Andrew Balbirnie had never been happier to see the ‘rain come down when it did’. At the Melbourne Cricket Ground on Wednesday evening, Moeen Ali was slowly launching a fightback for England, when an incessant rain forced the umpires to call off the match and declare Ireland as the winner of the T20 Super-12 fixture.
Chasing 158, England was at 105 for five in 14.3 overs, with Moeen hammering a six at the start of Gareth Delany’s over and followed it up with a brace and a four. But with rain coming in, England was still five short of 110, the DLS par score at that stage.
For Balbirnie, it was a ‘surreal’ feeling to beat the arch-rival. “The way Moeen was playing, I was probably worried if they got another ball in. I said that to someone in the change room there.
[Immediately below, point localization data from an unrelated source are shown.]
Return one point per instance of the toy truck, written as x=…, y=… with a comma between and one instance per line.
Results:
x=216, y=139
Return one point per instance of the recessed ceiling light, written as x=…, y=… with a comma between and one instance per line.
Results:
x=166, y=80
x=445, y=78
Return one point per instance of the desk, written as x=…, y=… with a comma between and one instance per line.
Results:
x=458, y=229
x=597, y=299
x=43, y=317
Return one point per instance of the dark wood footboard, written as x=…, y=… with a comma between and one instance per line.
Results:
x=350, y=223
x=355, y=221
I’ve seen a lot of rain in my time playing cricket, and I’ve never been happier to see that rain come down when it did,” he said.
“It’s one of those moments when you’re always keeping an eye and see the dark clouds come in. You’re not sure whether it’s because the lights are on and there’s a lot going on. You’re starting to think, oh, should I have bowled a spinner? But it’s an absolutely surreal feeling. It happened so quickly…”
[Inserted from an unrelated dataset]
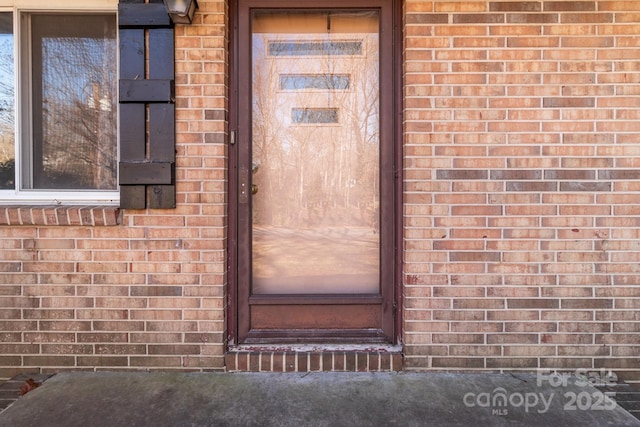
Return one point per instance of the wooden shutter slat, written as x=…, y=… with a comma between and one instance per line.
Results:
x=146, y=173
x=147, y=106
x=143, y=15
When the Ireland players came off the pitch, they were initially told there were 14 minutes until they would start losing overs. “I wasn’t sure if that was right. It was obviously a 14-minute cutoff. So it all happened too quickly to take in what we had just achieved,” the Ireland captain said.
Ireland had faced England just once in a T20I earlier, but that World T20 outing in 2010 was rained off. At the MCG, too, there was rain, but it went in Ireland’s favour. “We came into this round knowing that any win we got would be a huge achievement. So, to beat the best T20 team, in my opinion, you look through their 11 — I looked through it this morning and I was looking at the matchups, and part of me was struggling to understand how we could compete with them…
The way Moeen was playing, I was probably worried if they got another ball in. I said that to someone in the change room there. I’ve seen a lot of rain in my time playing cricket, and I’ve never been happier to see that rain come down when it did.
— Irish captain Andrew Balbirnie
“But we knew we batted pretty well. We were disappointed with how we batted at the end. We felt 175, 180 was a good score. We were under par. With the way these guys, this English team plays, we knew we’d get chances if we bowled pretty well. We didn’t take all the chances, but we took the important ones in the end,” Balbirnie said.
The Irish captain was the mainstay with a 47-ball-62, while Lorcan Tucker pitched in with 34 as the side reached 103-1 in 11.5 overs. Ireland’s momentum was halted after Tucker was run out at the non-striker’s end by Adil Rashid. With Liam Livingstone and Mark Wood claiming three wickets apiece, Ireland lost nine wickets for 54 runs.
“We should have gotten to 170, 180, no doubt. That is something we’ll look to work on,” Balbernie said. “It’s not easy for new batters to come in, and you have someone like Mark Wood bowling as quickly as he does on a pitch that offered a bit of spongy bounce and was hard to pick up. We took our blows. There were a couple of helmet hits. I got hit in the finger. We rode the wave a bit and got the total on the board…”
While the middle-order collapse could have caused Ireland dear, in the end, it had very little consequences as the team grabbed two points with a surprising victory over a star-studded England.